When my kidney transplant failed this past March, I went into
the hospital for an eight-day stay. During that time, surgeons
implanted two catheters, one for home peritoneal dialysis in my
abdomen, and one near my right shoulder in a vein for hemodialysis,
the commonly referred-to “kidney machine.” I would have to use
hemodialysis for at least a month while the PD catheter healed.
After several dialysis treatments in the hospital, I was
discharged, and sent to a dialysis unit in Brookline for
thrice-weekly treatments.
As I sat in the dialysis unit waiting room for the first time,
it all came back to me. I had spent almost six years on dialysis
from 1975 to 1981 in California. There were the patients of every
age, of every ethnic background, from every walk of life — kidney
disease is very democratic. There was the ready good will among
patients, a willingness to acknowledge that we were all in this
together.
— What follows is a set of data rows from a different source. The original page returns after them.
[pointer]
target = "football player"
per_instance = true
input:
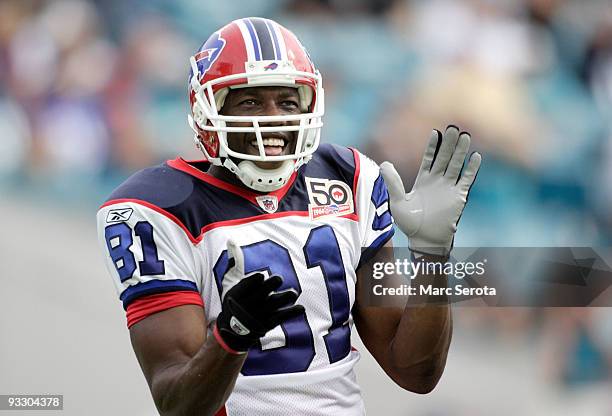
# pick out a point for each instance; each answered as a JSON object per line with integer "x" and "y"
{"x": 240, "y": 273}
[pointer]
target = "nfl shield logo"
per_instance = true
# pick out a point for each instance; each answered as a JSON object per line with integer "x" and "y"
{"x": 268, "y": 203}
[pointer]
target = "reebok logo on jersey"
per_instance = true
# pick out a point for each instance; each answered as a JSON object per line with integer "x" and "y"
{"x": 268, "y": 203}
{"x": 119, "y": 215}
{"x": 328, "y": 198}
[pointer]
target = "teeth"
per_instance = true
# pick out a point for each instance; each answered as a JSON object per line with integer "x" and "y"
{"x": 270, "y": 142}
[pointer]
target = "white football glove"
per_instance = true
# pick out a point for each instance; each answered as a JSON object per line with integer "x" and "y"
{"x": 429, "y": 214}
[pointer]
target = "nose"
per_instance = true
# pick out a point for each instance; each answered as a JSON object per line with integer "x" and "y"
{"x": 272, "y": 108}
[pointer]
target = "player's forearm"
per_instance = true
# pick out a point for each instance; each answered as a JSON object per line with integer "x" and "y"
{"x": 422, "y": 339}
{"x": 200, "y": 386}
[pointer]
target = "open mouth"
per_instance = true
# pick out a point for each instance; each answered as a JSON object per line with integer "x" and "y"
{"x": 272, "y": 146}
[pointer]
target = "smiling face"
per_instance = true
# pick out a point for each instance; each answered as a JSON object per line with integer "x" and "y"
{"x": 263, "y": 101}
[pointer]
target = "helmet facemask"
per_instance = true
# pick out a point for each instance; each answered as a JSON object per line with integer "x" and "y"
{"x": 208, "y": 124}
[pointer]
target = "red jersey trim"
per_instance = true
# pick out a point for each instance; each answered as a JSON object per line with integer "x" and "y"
{"x": 222, "y": 343}
{"x": 218, "y": 224}
{"x": 182, "y": 165}
{"x": 148, "y": 305}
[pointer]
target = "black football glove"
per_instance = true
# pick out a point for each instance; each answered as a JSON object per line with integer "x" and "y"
{"x": 251, "y": 307}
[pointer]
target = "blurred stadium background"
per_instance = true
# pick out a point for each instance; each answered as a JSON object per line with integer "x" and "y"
{"x": 91, "y": 91}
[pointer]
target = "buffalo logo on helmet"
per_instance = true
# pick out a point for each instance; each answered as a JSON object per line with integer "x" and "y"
{"x": 209, "y": 53}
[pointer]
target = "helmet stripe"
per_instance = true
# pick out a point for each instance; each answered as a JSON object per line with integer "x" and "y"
{"x": 278, "y": 36}
{"x": 265, "y": 39}
{"x": 253, "y": 35}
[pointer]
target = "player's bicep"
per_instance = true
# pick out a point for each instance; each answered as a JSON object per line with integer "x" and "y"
{"x": 168, "y": 339}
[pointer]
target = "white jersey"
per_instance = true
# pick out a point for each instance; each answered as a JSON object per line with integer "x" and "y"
{"x": 166, "y": 229}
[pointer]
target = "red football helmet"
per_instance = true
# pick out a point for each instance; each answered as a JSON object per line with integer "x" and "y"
{"x": 245, "y": 53}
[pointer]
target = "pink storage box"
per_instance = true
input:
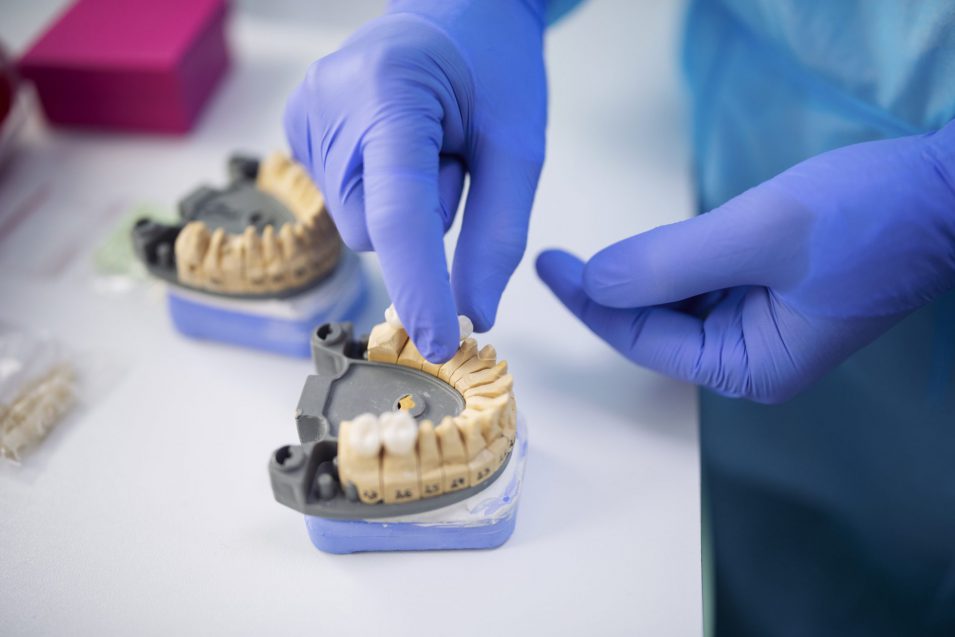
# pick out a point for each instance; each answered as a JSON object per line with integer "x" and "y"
{"x": 138, "y": 65}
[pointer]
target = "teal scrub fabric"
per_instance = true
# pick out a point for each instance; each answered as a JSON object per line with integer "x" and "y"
{"x": 833, "y": 513}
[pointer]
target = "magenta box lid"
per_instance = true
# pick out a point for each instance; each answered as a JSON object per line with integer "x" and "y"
{"x": 123, "y": 33}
There was the griping about schedules. There were the
very ill, in wheelchairs, or using walkers. There were the blind
and the amputees, victims of diabetes, which can cause kidney
failure. There was the raucous, busy, no-nonsense staff.
But things are different nowadays, too.
Medical privacy legislation and the fear of lawsuits have raised
barriers between patients and staff, barriers that were almost
non-existent back in the 1970s. I made friends with my dialysis
nurses. When torrential rains flooded Pacific Coast Highway, where
I lived, I stayed in Santa Monica nearer the dialysis unit with one
of the nurses. I didn’t realize he was gay till I got there and
encountered his live-in partner. It didn’t make any difference. I
dated one of the nurses, who I told unabashedly on her first day of
work, “You’re my kind of girl.” One of my fellow patients, who
became a friend, carried on a months-long affair with the head
nurse, who was married.
We smoked on treatment. We ate. There were no television sets,
so we talked with one another. When I finally got a transplant, one
of my fellow patients, a black man from Louisiana, brought me back
a country ham to celebrate the occasion.
WE HAD PARTIES, AND we had fun. The unit sponsored Christmas and
Thanksgiving dinners, lovingly cooked to conform to our dietary
requirements, with rock and roll bands and thimbles of champagne.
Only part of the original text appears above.